Productie van V2-raketten

De test- en productiefaciliteiten van Peenemünde werden door het bombardement van 17 augustus 1943 praktisch met de grond gelijk gemaakt. Direct daarna zette men spoed achter de plannen om de productie van de raketten in bomvrije omstandigheden te doen geschieden. Een geschikte locatie was gauw gevonden: Geheimprojekt Mittelbau bij Nordhausen, de centrale olieopslagplaats van het Duitse Rijk. Hetzelfde gold voor de benodigde arbeiders: de gevangenen van het concentratiekamp Buchenwald. Reeds op 30 april 1942 had de SS-Obergruppenführer und General der Waffen-SS Pohl een nieuw beleid wereldkundig gemaakt:

Die Verwahrung von Häftlingen nur aus Sicherheits-, erzieherischen oder vorbeugenden Gründen allein steht nicht mehr im Vordergrund. Das Schwergewicht hat sich nach der wirtschaftlichen Seite hin verlagert. Die Mobilisierung aller Häftlingsarbeitskräfte zunächst für Kriegsaufgaben (Rüstungssteigerung) und später für Friedensaufgaben schiebt sich immer mehr in den Vordergrund’. Aangezien het toch alleen maar gevangenen betrof konden de volgende uitgangspunten worden gehanteerd: ‘Die Arbeitszeit ist an keine Grenzen gebunden’

en

‘Alle Umstände, welche die Arbeitszeit verkürzen können (Mahlzeiten, Appelle u.a.) sind daher auf ein nicht mehr zu verdichtendes Mindestmass zu beschränken’ 11.

Feitelijk kwam dit neer op een bewuste ‘Vernichtung durch Arbeit’. Voor politieke gevangen werd hiervoor de term ‘Nacht und Nebel’ gebruikt: ze zouden in het niets – nacht en nevel - spoorloos verdwijnen.

Wat dit inhield ervoeren de gevangenen, die in augustus 1943 uit Buchenwald werden aangevoerd om de nodige tunnels, waarin de fabriek bomvrij zou kunnen worden gehuisvest, aan te leggen.

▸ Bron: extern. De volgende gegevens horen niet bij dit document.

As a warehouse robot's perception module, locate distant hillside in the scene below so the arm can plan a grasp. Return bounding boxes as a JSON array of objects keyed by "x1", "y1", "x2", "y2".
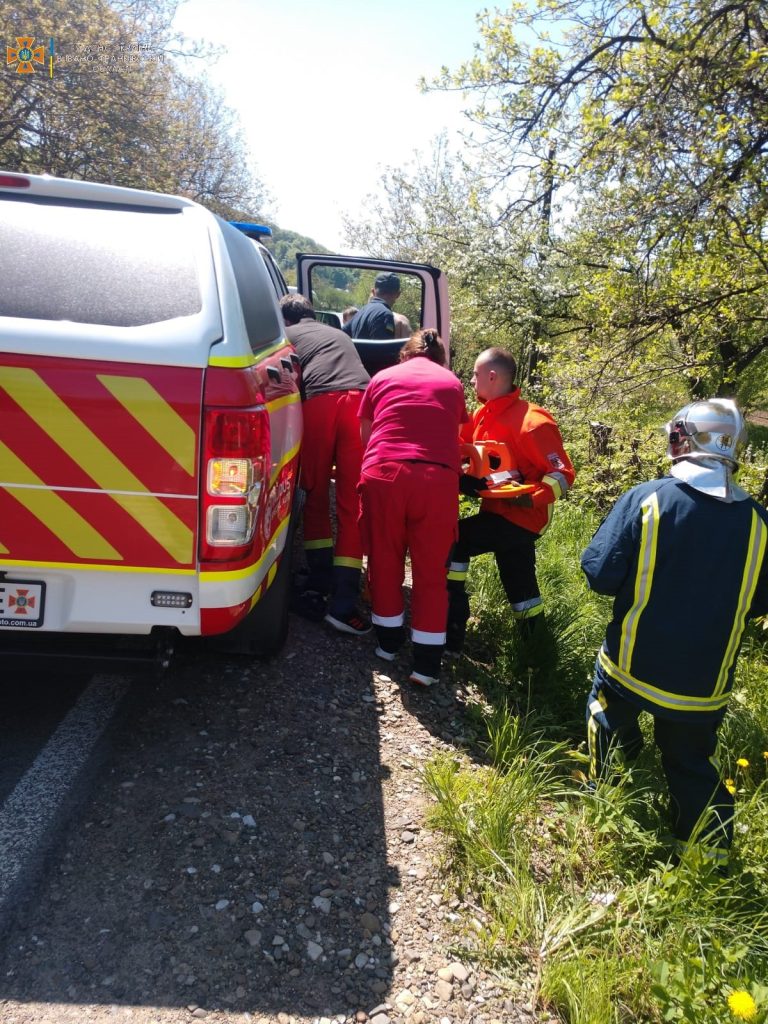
[{"x1": 257, "y1": 220, "x2": 358, "y2": 292}]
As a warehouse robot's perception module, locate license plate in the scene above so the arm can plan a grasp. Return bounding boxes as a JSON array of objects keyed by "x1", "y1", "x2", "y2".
[{"x1": 0, "y1": 580, "x2": 45, "y2": 630}]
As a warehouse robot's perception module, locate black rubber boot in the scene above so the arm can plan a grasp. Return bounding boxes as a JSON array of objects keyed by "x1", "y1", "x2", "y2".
[
  {"x1": 411, "y1": 643, "x2": 443, "y2": 686},
  {"x1": 445, "y1": 580, "x2": 469, "y2": 654},
  {"x1": 374, "y1": 626, "x2": 406, "y2": 662}
]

Onder gruwelijke omstandigheden moesten duizenden, meest politieke gevangenen rond de klok in ploegen van 12 uur de tunnels aanleggen, zo herinnert zich J. Verwijnen, ex Nacht und Nebel-gevangene [in 2000]: 'Onderkomens waren er niet; de gevangenen moesten op de werkplek eten en slapen te midden van het stof en lawaai. De hygiënische omstandigheden waren erbarmelijk.'
Pas in oktober 1943 werd een barakkenkamp gebouwd, dat de naam Dora kreeg. Een half jaar later waren er 12.000 tot 15.000 gevangenen in Dora ondergebracht. In februari 1945 werd met 41.766 het maximum aantal gevangenen bereikt. Gedurende het bestaan van het concentratiekamp Mittelbau kwamen volgens de buitgemaakte kampadministratie 10.138 gevangenen om het leven12. Deze administratie was echter niet compleet, en evenmin zorgvuldig bijgehouden.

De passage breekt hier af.